Oh and I have said I will have him at my house but it's inconvenient for them as he goes to bed at 6.30

OP posts:
FrancisCrawford · 24/08/2016 08:49

This reply has been deleted

Message withdrawn at poster's request.

hotdiggedy · 24/08/2016 08:59

I was all ready to say just do it, it's close to you and only a few hours. Then I read that she already goes out a few times a week (is that normal??) and u offered to have him at yours. If she pnly went out once or twice a year then fine but she sounds like she is already living the high life so I've changed my mind.

Amelie10 · 24/08/2016 09:03

Yanbu, just say you are tired from pregnancy and tough if she finds an issue

hotdiggedy · 24/08/2016 09:04

Oh, and people I barely knew stayed with me once and decided they were leaving their FOUR children with me all day to go shopping. So I had 6 children in a little flat to deal with ranging from 2 years to about 9 years. I forget the exact details but their youngest 2 thought I was hilarious to chew then spit food all over the floor (carpet) and by the end I was shaking and had them sitting against various walls so they couldn't egg each other on/ cause more damage.

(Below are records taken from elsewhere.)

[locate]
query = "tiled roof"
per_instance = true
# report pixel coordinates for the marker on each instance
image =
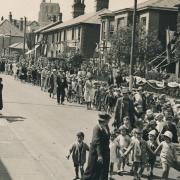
(6, 28)
(47, 26)
(19, 45)
(91, 18)
(159, 4)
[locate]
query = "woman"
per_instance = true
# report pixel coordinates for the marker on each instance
(88, 92)
(1, 100)
(99, 154)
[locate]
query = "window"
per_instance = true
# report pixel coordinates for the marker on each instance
(120, 22)
(73, 33)
(59, 36)
(103, 31)
(111, 28)
(53, 38)
(64, 35)
(79, 33)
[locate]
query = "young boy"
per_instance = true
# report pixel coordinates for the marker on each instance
(78, 151)
(123, 141)
(152, 143)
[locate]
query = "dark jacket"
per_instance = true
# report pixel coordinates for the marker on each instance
(99, 147)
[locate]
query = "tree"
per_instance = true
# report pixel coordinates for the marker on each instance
(147, 46)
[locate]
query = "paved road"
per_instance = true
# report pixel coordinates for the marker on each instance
(35, 134)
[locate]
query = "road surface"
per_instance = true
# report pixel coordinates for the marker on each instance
(36, 133)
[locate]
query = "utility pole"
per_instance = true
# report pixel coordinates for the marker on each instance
(24, 45)
(132, 46)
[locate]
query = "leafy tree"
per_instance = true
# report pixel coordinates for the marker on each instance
(147, 46)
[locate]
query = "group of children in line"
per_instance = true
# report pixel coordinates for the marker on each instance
(126, 148)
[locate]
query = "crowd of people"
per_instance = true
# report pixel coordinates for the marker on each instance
(144, 123)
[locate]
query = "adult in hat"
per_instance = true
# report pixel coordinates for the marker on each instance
(1, 99)
(119, 79)
(170, 126)
(99, 154)
(124, 107)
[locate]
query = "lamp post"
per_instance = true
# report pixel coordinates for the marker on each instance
(132, 46)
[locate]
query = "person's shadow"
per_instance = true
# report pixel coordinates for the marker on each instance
(12, 119)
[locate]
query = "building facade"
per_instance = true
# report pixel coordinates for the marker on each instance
(49, 12)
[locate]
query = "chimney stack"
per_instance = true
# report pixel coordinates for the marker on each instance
(78, 8)
(15, 22)
(10, 17)
(21, 24)
(60, 17)
(101, 4)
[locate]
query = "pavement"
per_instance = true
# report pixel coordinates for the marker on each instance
(36, 133)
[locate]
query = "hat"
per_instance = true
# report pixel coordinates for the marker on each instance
(125, 91)
(152, 122)
(149, 112)
(153, 132)
(139, 88)
(122, 128)
(168, 134)
(80, 134)
(103, 116)
(159, 115)
(138, 131)
(162, 96)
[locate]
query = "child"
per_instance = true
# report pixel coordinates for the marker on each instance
(126, 124)
(140, 149)
(168, 155)
(152, 158)
(78, 151)
(114, 154)
(123, 141)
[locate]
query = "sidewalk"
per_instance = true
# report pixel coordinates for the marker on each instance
(16, 163)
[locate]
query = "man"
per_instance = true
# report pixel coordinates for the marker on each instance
(119, 79)
(61, 86)
(124, 107)
(140, 98)
(99, 154)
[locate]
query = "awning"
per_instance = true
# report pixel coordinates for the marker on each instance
(19, 45)
(32, 50)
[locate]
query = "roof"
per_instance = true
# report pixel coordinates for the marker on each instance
(159, 4)
(19, 45)
(8, 28)
(90, 18)
(47, 26)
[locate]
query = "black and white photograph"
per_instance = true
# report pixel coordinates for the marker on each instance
(90, 89)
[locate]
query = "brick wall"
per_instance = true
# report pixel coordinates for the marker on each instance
(89, 38)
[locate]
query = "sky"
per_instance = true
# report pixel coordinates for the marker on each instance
(30, 8)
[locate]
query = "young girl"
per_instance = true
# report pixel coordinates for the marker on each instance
(140, 149)
(78, 151)
(114, 154)
(168, 155)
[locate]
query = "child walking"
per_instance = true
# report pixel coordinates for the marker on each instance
(78, 151)
(114, 154)
(168, 155)
(140, 149)
(152, 143)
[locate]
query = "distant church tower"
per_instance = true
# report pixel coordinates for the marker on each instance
(101, 4)
(49, 12)
(78, 8)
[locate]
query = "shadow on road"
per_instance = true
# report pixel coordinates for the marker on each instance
(4, 174)
(12, 119)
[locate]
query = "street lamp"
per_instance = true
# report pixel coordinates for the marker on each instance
(132, 46)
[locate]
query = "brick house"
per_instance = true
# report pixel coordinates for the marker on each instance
(154, 15)
(80, 34)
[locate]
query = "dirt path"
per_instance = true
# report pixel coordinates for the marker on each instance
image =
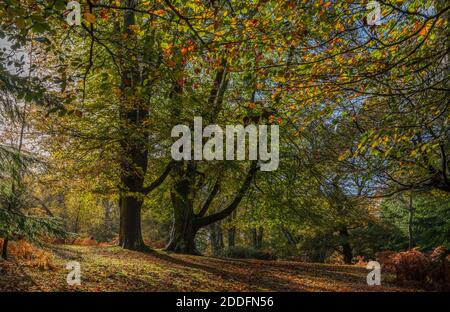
(114, 269)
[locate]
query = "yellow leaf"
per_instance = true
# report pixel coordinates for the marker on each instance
(89, 17)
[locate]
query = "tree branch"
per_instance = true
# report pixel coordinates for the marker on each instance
(160, 179)
(204, 221)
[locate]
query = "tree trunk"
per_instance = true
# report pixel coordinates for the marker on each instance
(134, 152)
(216, 238)
(231, 237)
(257, 235)
(5, 248)
(346, 248)
(130, 236)
(185, 222)
(182, 235)
(410, 222)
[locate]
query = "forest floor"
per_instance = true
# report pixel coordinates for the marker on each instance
(110, 268)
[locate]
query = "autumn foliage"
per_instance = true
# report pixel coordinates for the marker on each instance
(431, 270)
(28, 255)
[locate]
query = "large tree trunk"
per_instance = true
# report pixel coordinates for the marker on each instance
(182, 235)
(231, 236)
(257, 236)
(130, 236)
(185, 222)
(346, 248)
(410, 222)
(5, 248)
(134, 152)
(216, 238)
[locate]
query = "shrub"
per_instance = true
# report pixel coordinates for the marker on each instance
(240, 252)
(411, 265)
(431, 270)
(386, 260)
(438, 275)
(29, 255)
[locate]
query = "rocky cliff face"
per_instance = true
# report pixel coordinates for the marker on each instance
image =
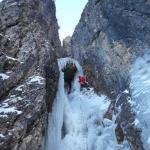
(111, 34)
(29, 45)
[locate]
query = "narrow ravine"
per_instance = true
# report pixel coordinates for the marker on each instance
(76, 122)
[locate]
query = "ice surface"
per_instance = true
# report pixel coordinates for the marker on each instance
(2, 136)
(76, 121)
(5, 108)
(140, 85)
(36, 79)
(4, 76)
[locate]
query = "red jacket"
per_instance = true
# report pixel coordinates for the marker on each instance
(82, 80)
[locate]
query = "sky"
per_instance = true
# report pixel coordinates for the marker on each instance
(68, 13)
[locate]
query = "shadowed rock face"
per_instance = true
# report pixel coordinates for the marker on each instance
(108, 38)
(29, 46)
(109, 35)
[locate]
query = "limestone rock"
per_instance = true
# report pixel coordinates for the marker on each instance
(29, 44)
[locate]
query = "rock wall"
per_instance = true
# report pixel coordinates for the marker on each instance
(110, 35)
(29, 45)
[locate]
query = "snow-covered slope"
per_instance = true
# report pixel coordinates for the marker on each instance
(76, 122)
(140, 85)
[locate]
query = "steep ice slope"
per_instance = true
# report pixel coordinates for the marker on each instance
(76, 122)
(140, 85)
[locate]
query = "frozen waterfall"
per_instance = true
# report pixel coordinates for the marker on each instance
(76, 121)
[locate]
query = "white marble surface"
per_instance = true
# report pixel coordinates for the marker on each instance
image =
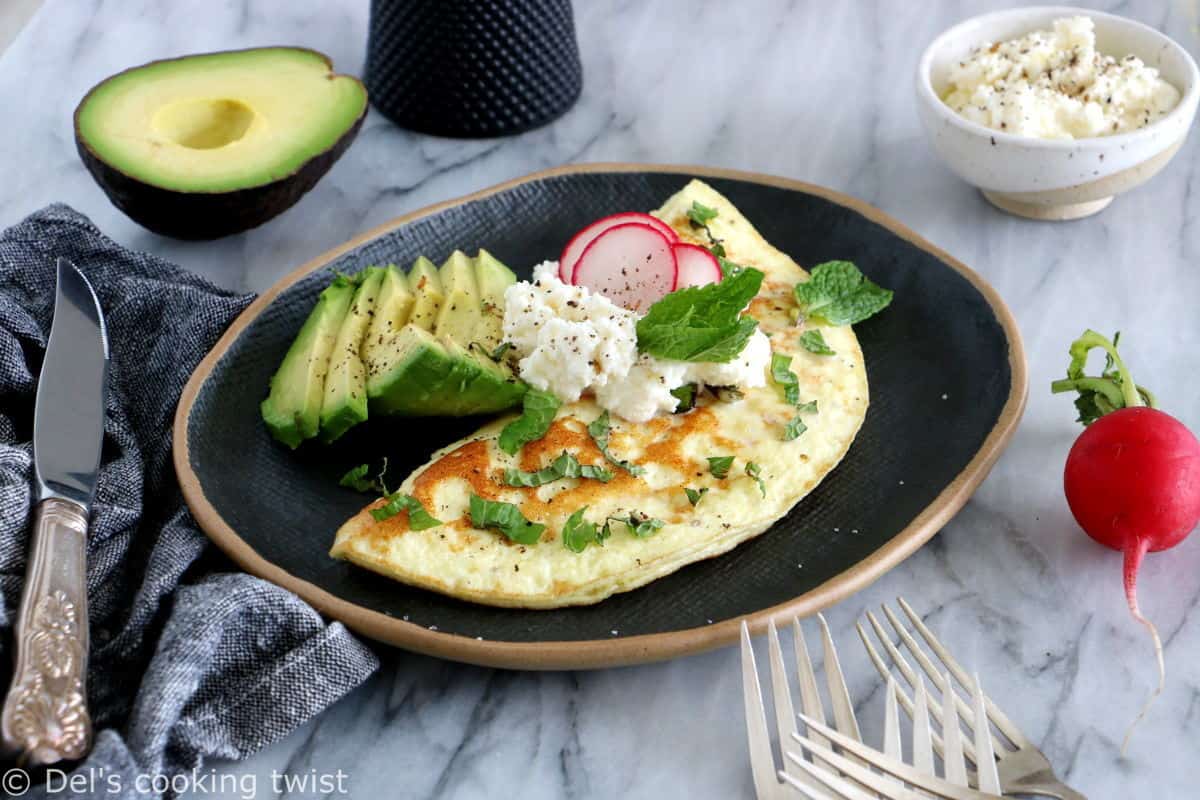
(811, 90)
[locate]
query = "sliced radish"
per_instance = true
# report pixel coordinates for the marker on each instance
(695, 266)
(574, 250)
(630, 264)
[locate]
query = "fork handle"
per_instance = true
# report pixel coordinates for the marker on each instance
(45, 717)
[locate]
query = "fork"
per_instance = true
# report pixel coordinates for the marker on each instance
(849, 775)
(1021, 767)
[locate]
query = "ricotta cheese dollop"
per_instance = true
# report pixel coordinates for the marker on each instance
(1054, 84)
(571, 341)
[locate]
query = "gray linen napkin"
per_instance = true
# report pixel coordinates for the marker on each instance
(189, 660)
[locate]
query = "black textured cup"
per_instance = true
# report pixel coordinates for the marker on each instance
(473, 67)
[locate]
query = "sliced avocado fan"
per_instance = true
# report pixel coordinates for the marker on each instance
(387, 343)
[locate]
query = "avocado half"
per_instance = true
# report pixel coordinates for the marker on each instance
(213, 144)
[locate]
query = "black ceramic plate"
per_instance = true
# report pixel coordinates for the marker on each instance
(947, 379)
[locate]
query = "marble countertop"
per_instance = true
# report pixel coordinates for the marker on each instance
(815, 91)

I told the parents of xactly what I thought of their children as soon as they returned, full of joy with their masses of shopping bags. Funnily, I have never felt the need to see them again!

civilfawlty · 24/08/2016 09:08

Babysitting is not obligatory, whatever your relationship. But I might be inclined to bear in mind that soon enough you will be replying on favours from a small pool of trusted people to get time and space away from your baby, and perhaps you will need her help. Just a thought.

Amelie10 · 24/08/2016 09:15

Yanbu, just say you are tired from pregnancy and tough if she finds an issue

ButteredToastAndStrawberryJam · 24/08/2016 09:15

You're allowed to say no, you know.

JakeBallardswife · 24/08/2016 09:19

Say you're struggling in the heat and staying awake so don't feel you'd be the best person to look after him.

MrsDeVere · 24/08/2016 09:20

This reply has been deleted

Message withdrawn at poster's request.

MrsDeVere · 24/08/2016 09:21

This reply has been deleted

Message withdrawn at poster's request.

MrsRyanGosling15 · 24/08/2016 09:23

If it was my friend and my godchild, I would of course do it. We put ourselves out for our friends and help them out. A few hours on her sofa instead of yours. What's the big deal? You do sound a bit precious about yourself to be honest. And when you have your own baby, you will know why it's so much easier to have the babysitter come to the baby rather than the other way around.

Pisssssedofff · 24/08/2016 09:24

Pmsl at take some responsibility for your godson. I have 4 kids, 8 godparents, they don't even send a ticking birthday card

FrancisCrawford · 24/08/2016 09:25

This reply has been deleted

Message withdrawn at poster's request.